If you've been following my blog/twitter, you may have picked up on the fact that I'm doing a bunch of disassembly work, particular regarding the Python interpreter. I found something really interesting while doing this work.

Debian Jessie (as of this writing, the latest stable Debian release) ships with Python 2.7.9 compiled by GCC 4.9.2. Here's the start of the disassembly for PyObject_Malloc():

Dump of assembler code for function PyObject_Malloc:
   0x0000000000499750 <+0>:    test   %rdi,%rdi
   0x0000000000499753 <+3>:    js     0x4182be

This might look complicated if you don't know x86, but it's actually really simple. PyObject_Malloc() accepts a single argument---the number of bytes to allocate. These two instructions are checking if the argument passed in (via the %rdi register) is negative, and if so the code jumps to 0x4182be.

The actual C code in Python that implements this is pretty obfuscated, so I won't list it here (if you're really curious: look in pymem.h), but what's happening conceptually is the prototype for PyObject_Malloc() is like:

void* PyObject_Malloc(size_t nbytes);

The code checks to see if the argument you passed to PyObject_Malloc() looks like a negative value (technically, if your nbytes argument exceeds the size of (size_t)PY_SSIZE_T_MAX). If that's the case, PyObject_Malloc() will return NULL.

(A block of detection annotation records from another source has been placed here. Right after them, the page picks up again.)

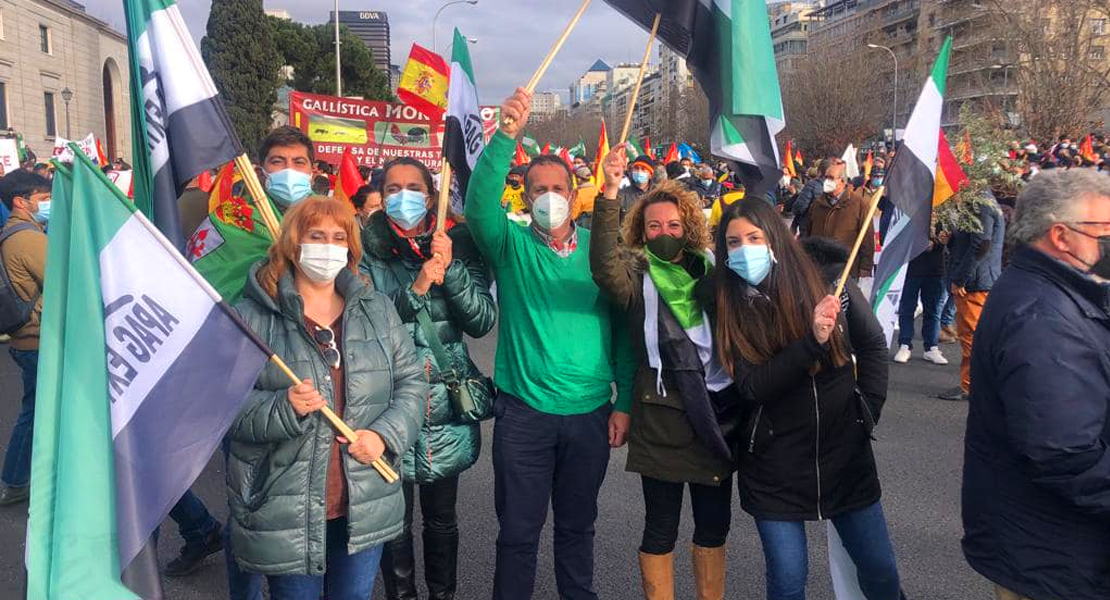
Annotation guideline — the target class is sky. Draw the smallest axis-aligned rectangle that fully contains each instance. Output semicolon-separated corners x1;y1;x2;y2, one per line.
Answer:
79;0;661;104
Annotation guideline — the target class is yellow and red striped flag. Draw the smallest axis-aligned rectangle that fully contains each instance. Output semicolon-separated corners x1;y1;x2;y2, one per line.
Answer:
932;130;968;206
397;43;451;121
334;146;363;204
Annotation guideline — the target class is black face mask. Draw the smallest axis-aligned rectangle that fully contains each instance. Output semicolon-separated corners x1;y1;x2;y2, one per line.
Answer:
646;234;686;263
1068;226;1110;279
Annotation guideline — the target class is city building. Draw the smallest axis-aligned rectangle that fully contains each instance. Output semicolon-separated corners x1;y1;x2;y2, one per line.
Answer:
532;91;563;120
329;10;396;79
0;0;131;161
767;0;824;75
571;60;612;106
605;62;639;93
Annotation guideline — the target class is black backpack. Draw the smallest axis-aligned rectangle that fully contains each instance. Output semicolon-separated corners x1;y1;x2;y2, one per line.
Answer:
0;223;41;334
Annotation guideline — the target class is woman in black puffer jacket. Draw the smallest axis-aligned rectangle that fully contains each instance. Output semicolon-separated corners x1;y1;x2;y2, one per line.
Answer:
716;202;900;600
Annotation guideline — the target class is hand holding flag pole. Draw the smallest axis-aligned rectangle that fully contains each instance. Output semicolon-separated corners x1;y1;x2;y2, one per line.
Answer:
501;0;593;125
617;12;663;146
833;185;887;298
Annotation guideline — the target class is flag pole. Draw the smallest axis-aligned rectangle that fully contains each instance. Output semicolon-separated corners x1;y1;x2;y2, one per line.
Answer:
502;0;592;125
435;157;451;233
617;12;663;146
270;354;398;484
833;185;887;298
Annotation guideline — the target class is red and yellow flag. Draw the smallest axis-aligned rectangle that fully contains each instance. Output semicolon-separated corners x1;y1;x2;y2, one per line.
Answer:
334;146;363;204
663;142;678;164
594;119;609;192
1079;133;1099;163
932;130;968;206
397;43;451;121
783;140;798;179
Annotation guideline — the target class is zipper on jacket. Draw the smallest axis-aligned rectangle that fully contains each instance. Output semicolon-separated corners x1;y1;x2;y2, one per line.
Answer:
748;406;763;454
809;376;824;521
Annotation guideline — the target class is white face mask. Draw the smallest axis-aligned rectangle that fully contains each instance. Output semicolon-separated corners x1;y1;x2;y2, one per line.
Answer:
532;192;571;231
297;244;347;283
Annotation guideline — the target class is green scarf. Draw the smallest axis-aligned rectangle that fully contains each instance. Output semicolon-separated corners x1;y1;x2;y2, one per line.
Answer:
644;247;712;330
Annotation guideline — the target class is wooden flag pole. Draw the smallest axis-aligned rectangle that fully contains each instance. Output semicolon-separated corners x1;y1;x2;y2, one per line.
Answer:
435;159;451;233
502;0;593;125
229;152;281;242
833;185;887;298
270;354;398;484
617;12;663;146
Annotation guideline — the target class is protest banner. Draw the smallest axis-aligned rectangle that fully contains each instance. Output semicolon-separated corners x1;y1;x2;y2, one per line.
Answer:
289;92;500;166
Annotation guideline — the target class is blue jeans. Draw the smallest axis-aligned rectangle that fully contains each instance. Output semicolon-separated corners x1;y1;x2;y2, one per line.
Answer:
756;502;901;600
0;348;39;488
898;277;945;349
170;489;219;546
940;277;956;327
493;391;612;600
266;518;382;600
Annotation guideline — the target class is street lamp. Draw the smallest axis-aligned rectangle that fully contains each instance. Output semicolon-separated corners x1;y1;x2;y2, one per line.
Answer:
62;88;73;140
432;0;478;49
867;43;898;144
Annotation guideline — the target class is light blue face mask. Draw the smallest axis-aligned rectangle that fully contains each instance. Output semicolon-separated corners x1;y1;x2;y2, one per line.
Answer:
266;169;312;209
728;245;775;285
385;190;427;231
31;200;50;223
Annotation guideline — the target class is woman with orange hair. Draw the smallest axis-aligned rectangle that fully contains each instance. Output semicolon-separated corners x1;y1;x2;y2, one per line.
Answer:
228;197;427;600
589;149;737;600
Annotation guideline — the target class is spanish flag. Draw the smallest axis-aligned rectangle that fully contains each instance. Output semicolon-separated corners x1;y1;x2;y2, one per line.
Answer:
397;43;451;122
932;130;968;206
334;146;363;204
783;140;798;179
594;119;609;192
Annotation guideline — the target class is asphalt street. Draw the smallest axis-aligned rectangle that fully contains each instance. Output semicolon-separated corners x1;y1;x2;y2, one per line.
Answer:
0;335;992;600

Ok, makes sense. These two lines of assembler are checking if the value is negative, and then jumping to 0x4182be. Let's look at what's going on at 0x4182be:

(gdb) disas 0x4182be,0x4182be+3
Dump of assembler code from 0x4182be to 0x4182c1:
   0x00000000004182be:    xor    %eax,%eax
   0x00000000004182c0:    retq

Again this is pretty simple. The first instruction sets %eax to zero, and the second instruction returns from the function. This is effectively the code that implements the C code:

return NULL;

But wait. What's going on here? The code makes sense. But why did we jump to 0x4182be? That's not even part of PyObject_Malloc()! I looked at the ELF sections and according to both objdump and nm this is some weird code that actually doesn't belong to any real method. The objdump utility lists the code at 0x4182be as belonging to the very first bytes in the .text area and attributes it to <PyDescr_NewMethod-0x20e0> which means that this isn't actually code in PyDescr_NewMethod(), it's code that comes before it, that doesn't belong to any function at all. In other words, GCC has generated a prologue of commonly used instructions that it can jump to.

In other words, GCC decided that there's a bunch of this return NULL business going on and instead of generating the code over and over again, it generates it just once, and then jumps to that code. Which kind of makes sense---this saves space, which is good---but it makes stack traces hard to understand and definitely makes the disassembly much harder to follow.

I recompiled Python 2.7.9 on a new machine that has GCC 5.3.1. It generates code that looks a lot more like what you'd expect. Here's what it looks like:

Dump of assembler code for function PyObject_Malloc:
   0x0000000000460f70 <+0>:    test   %rdi,%rdi
   0x0000000000460f73 <+3>:    js     0x4610d8 <PyObject_Malloc+360>

So now it's jumping to code within PyObject_Malloc(). The code there is like:

   0x00000000004610d8 <+360>:    xor    %eax,%eax
   0x00000000004610da <+362>:    retq

Just as we expect.

At first I was convinced that this was some weird thing that older GCC versions were doing. But, it turns out, that's not the case! When I compiled Python 2.7.9 from source on Jessie using GCC 4.9.2 I got essentially the same code as I did when compiling with GCC 5.3.1, i.e. without the weird jump to the .text prologue.

I also rebuilt the code with gcc -O3 on Jessie and once again, did not get the weird jump to the .text prologue, so it's not a matter of what optimization level you use.

I looked at the Debian patches, and I believe the compiler option that is causing this optimization is the use of -flto, which does link time optimization. However, when I try to compile Python myself with CFLAGS=-flto I get errors like this when Python invokes the ar command. I still have problems when exporting AR=gcc-ar which is the recommended workaround. I will update this post if I figure out how to build Python with -flto enabled to verify that this is the option which generates this code.